夏心莉沉默了片刻,没有再说一个字。她扶起那个浑身是血的年轻男人,转身朝来路走去。脚步声越来越远,很快被山风吞没。
我握紧天刑剑,深吸一口气,走进了灰色的雾气。
北邙山的树木又高又密,枝叶遮天蔽日,阳光根本照不进来。地上是厚厚的枯叶,踩上去软绵绵的,像踩在腐肉上。空气中弥漫的尸气越来越浓,到了后来几乎凝成了实质,每一次呼吸都像在喝馊水。
走了大约一炷香的功夫,我看到了第一具尸体。
那是一个年轻男人,穿着和刚才那个逃出来的人一样的灰色道袍,胸口有一个碗口大的洞,心脏被掏走了。他的眼睛睁得很大,死不瞑目,脸上凝固着极度的恐惧。尸体还没有开始腐烂,说明刚死不久。
我蹲下身,仔细看了看伤口。伤口边缘很整齐,像是被什么东西一口咬掉的。但咬痕不是牙齿的形状,而是一种我从未见过的纹路,像是某种符文。
不是妖,也不是魔。
是尸。
我把尸体轻轻放平,继续往前走。
越往里走,尸体越多。有的被掏心,有的被开膛,有的被吸干了全身的血液,变成一具干瘪的皮囊。穿灰色道袍的居多,但也有穿布衣的普通人,男女老少都有。
每一具尸体的伤口边缘,都有那种诡异的符文纹路。
我心里有了数。
血尸教。用活人炼制尸妖的邪教,十年前被正道宗门围剿过一次,没想到在这里死灰复燃了。
走了大约半个时辰,前方的树木忽然变得稀疏起来,一片开阔地出现在眼前。
开阔地的中央,是一座巨大的祭坛。
祭坛由黑色的石头砌成,呈圆形,直径足有十丈。祭坛的四周立着十二根石柱,每根石柱上都绑着一具尸体,有男有女,有老有少,全部被开膛破肚,内脏被掏空,只剩下一个黑洞洞的窟窿。
祭坛的正中央,一个身穿血色长袍的老者盘膝而坐。他骨瘦如柴,皮肤呈灰黑色,紧紧贴在骨头上,像一具会动的干尸。他的眼睛是血红色的,没有瞳孔,只有两团跳动的血光。

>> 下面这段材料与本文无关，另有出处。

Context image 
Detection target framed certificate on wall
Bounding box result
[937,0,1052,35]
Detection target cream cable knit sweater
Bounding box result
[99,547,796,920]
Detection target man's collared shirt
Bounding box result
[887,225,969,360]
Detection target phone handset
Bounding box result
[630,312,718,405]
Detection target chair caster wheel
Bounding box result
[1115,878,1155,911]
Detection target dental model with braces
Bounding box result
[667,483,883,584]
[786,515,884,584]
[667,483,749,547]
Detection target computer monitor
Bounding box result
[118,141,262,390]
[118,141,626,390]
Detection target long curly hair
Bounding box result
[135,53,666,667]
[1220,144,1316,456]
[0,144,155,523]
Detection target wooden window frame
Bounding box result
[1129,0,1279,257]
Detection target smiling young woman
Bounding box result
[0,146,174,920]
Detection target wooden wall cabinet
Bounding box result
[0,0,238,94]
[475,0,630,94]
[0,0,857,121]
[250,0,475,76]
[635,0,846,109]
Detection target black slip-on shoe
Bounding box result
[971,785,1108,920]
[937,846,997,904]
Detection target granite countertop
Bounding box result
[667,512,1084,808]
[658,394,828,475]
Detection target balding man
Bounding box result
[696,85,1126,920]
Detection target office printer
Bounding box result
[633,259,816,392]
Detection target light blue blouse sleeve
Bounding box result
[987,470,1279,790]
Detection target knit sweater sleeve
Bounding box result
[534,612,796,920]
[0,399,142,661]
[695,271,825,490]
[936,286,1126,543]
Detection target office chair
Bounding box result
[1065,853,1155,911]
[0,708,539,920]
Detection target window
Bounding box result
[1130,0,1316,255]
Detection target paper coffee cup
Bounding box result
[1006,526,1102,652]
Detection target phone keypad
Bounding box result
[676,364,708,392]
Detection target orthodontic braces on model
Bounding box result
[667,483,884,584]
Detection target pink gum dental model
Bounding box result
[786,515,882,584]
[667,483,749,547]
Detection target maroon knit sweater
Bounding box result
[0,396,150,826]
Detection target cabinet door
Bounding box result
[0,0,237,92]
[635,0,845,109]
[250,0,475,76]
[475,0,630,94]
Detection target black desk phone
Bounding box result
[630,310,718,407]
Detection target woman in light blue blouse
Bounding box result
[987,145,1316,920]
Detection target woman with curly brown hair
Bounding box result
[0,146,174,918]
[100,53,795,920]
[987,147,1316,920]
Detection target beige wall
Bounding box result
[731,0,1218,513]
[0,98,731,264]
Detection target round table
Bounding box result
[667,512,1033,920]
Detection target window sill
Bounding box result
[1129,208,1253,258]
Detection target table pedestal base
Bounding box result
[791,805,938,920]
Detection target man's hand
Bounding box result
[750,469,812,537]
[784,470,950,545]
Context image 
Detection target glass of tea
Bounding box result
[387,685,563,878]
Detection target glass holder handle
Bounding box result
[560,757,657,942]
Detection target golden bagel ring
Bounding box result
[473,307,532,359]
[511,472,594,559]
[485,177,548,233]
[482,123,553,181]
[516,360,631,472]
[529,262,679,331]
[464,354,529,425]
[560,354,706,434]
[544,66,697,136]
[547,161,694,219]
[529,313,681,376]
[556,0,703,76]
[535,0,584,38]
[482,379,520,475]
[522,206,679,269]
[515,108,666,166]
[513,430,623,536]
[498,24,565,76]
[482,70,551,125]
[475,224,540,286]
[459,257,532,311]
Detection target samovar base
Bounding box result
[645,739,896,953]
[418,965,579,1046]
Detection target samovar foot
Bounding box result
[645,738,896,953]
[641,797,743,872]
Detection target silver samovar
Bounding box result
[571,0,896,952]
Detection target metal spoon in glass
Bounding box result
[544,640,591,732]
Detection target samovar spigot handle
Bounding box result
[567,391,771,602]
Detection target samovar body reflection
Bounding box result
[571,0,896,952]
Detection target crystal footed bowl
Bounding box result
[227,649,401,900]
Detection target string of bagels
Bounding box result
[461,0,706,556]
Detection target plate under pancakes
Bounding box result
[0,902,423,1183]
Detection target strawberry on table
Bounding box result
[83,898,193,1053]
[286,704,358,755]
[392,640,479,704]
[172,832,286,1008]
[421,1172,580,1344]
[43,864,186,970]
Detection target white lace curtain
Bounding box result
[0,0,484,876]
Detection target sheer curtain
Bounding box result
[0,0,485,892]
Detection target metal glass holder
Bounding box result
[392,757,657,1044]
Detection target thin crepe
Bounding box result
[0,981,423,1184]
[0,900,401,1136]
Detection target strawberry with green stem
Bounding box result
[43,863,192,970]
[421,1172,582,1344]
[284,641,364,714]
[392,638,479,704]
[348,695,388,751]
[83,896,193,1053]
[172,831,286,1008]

老者的身后,站着四个身穿黑袍的人,脸上戴着骷髅面具,看不清面容。
祭坛周围,密密麻麻地跪着上百个同样身穿黑袍的人,口中念念有词,诵唱着某种诡异的咒语。他们的声音低沉而整齐,像是一群蜜蜂在嗡嗡作响。
我躲在最后一排树后,观察着这一切。
老者的修为很高,至少比我和夏心莉高出一个大境界。那四个黑袍人也都是化神境以上的修为,上百个教徒虽然修为不高,但人数众多,一拥而上也是个麻烦。
硬拼,我没有胜算。
但我也不能退。
因为祭坛的旁边,堆着一座小山一样高的尸体。至少有几百具,有的已经腐烂发臭,有的还新鲜,血液顺着尸体堆往下流,在地上汇成一条暗红色的小溪。
如果我不做点什么,这些人的死,就白死了。
我正想着对策,祭坛中央的血袍老者忽然睁开了眼睛。
“树后的朋友,既然来了,何不出来一见?”
他的声音沙哑刺耳,像两块砂纸在互相摩擦。
我心里一沉。被发现了。
我没有动。
“不出来?”血袍老者嘴角扯出一个诡异的笑容,“那本座请你出来。”
他枯瘦的右手一挥,一道血光从掌心射出,直奔我藏身的大树。我闪身躲开,血光击中树干,三人合抱粗的大树轰然炸裂,木屑横飞。
我暴露了。
四个黑袍人同时转身,上百个教徒齐刷刷地看向我。所有的目光都落在我身上,像无数把刀子。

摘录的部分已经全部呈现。